Fighters who swept into Timbuktu, dubbed the “Pearl of the Desert”, considered the shrines there to be idolatrous and wrecked them with pickaxes and bulldozers.
Built between the fifth and the 12th centuries by Tuareg tribes, Timbuktu has also been dubbed “The City of 333 Saints” who were buried there during the golden age of Islam.
ICC prosecutors said there were “substantial grounds” to convict Al Hassan for “crimes against humanity … torture, rape, sexual slavery (and) other inhumane acts including, inter alia, forced marriages, persecution and war crimes”.

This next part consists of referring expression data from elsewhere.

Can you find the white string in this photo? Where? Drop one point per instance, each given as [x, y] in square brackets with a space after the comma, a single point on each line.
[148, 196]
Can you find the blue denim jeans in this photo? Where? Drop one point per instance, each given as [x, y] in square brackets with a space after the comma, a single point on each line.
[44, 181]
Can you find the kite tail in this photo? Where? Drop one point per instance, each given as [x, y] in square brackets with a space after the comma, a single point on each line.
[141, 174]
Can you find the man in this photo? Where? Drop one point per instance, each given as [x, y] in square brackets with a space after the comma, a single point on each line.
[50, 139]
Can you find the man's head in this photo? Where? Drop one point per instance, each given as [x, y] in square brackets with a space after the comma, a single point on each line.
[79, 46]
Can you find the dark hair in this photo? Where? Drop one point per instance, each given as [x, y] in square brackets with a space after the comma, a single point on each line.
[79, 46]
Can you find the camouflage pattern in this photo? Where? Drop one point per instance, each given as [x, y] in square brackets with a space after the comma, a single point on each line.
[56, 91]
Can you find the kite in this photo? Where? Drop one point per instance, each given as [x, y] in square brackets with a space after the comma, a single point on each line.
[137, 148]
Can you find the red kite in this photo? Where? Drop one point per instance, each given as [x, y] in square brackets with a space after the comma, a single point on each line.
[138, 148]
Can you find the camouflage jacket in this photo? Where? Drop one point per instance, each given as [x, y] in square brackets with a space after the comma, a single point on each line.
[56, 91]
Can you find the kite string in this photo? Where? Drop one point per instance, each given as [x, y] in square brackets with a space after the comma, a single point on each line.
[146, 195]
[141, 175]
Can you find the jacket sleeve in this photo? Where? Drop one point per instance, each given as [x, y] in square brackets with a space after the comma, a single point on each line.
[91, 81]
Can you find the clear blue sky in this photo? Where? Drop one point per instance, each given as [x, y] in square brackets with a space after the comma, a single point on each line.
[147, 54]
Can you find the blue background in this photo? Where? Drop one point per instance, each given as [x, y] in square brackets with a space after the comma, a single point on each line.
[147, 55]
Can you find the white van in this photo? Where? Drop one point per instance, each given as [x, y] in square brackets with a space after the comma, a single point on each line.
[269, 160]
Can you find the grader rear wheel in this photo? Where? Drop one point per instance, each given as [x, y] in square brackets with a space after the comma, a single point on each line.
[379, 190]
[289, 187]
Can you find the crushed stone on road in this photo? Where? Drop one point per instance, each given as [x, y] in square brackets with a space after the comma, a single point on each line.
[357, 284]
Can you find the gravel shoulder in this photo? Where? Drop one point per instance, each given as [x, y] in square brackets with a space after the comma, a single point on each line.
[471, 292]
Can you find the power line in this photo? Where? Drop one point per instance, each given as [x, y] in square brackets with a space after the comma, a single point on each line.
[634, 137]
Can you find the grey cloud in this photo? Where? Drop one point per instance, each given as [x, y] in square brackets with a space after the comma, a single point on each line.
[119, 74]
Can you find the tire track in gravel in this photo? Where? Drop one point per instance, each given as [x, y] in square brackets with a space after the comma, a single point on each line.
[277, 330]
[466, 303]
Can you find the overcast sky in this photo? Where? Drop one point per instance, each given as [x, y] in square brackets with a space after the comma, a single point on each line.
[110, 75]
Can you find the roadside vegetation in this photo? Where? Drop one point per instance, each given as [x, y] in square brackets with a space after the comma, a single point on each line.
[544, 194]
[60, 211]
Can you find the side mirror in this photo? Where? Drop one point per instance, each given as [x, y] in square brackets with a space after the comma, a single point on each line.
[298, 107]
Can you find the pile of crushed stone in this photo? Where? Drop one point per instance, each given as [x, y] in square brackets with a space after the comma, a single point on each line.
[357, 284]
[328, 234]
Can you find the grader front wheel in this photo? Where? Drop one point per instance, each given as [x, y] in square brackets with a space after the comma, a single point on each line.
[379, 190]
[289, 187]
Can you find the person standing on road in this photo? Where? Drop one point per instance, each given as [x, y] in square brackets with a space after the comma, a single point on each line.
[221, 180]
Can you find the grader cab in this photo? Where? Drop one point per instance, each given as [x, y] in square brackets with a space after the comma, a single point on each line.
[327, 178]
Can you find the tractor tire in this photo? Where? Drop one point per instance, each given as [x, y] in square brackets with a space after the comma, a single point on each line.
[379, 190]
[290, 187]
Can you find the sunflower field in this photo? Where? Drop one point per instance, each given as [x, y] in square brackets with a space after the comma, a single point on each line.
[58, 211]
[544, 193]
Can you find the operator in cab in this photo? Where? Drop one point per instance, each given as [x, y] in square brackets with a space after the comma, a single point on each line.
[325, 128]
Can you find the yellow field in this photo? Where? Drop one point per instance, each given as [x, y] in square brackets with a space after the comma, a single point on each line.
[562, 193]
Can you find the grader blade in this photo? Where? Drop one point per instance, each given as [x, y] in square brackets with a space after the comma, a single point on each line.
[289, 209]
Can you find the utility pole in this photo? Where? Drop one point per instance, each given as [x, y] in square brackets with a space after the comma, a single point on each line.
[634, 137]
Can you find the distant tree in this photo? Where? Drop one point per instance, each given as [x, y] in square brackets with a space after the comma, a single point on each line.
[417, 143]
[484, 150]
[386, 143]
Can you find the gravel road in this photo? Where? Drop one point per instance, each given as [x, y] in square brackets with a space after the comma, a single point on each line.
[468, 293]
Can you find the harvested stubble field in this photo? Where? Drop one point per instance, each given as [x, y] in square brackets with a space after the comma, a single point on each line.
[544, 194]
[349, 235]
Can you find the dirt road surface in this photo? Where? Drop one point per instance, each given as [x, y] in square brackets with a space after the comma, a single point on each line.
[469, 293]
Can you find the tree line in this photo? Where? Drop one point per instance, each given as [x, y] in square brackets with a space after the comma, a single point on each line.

“Al Hassan is alleged to have exercised powers and functions on a daily basis within the Islamic police,” said Presiding Judge Antoine Kesia-Mbe Mindua.
The fighters imposed draconian measures on the city’s residents who lived in constant fear of “despicable” violence and repression, prosecutors said.
They cited an example in which a man had his hand amputated after he was accused of petty theft.
Al Hassan is the second Malian fighter to face trial at the ICC for the destruction of the Timbuktu shrines, following a landmark 2016 ruling at the world’s only permanent war crimes court.
In the court’s first case to focus on cultural destruction, the ICC judges found Ahmad al-Faqi al-Mahdi guilty of directing attacks on the UNESCO World Heritage Site in 2012.
He was sentenced to nine years in jail.
Timbuktu’s tombs were rebuilt after the fighters were pushed out, but the city remains in the grip of insecurity and tourists who once flocked there are now scarce.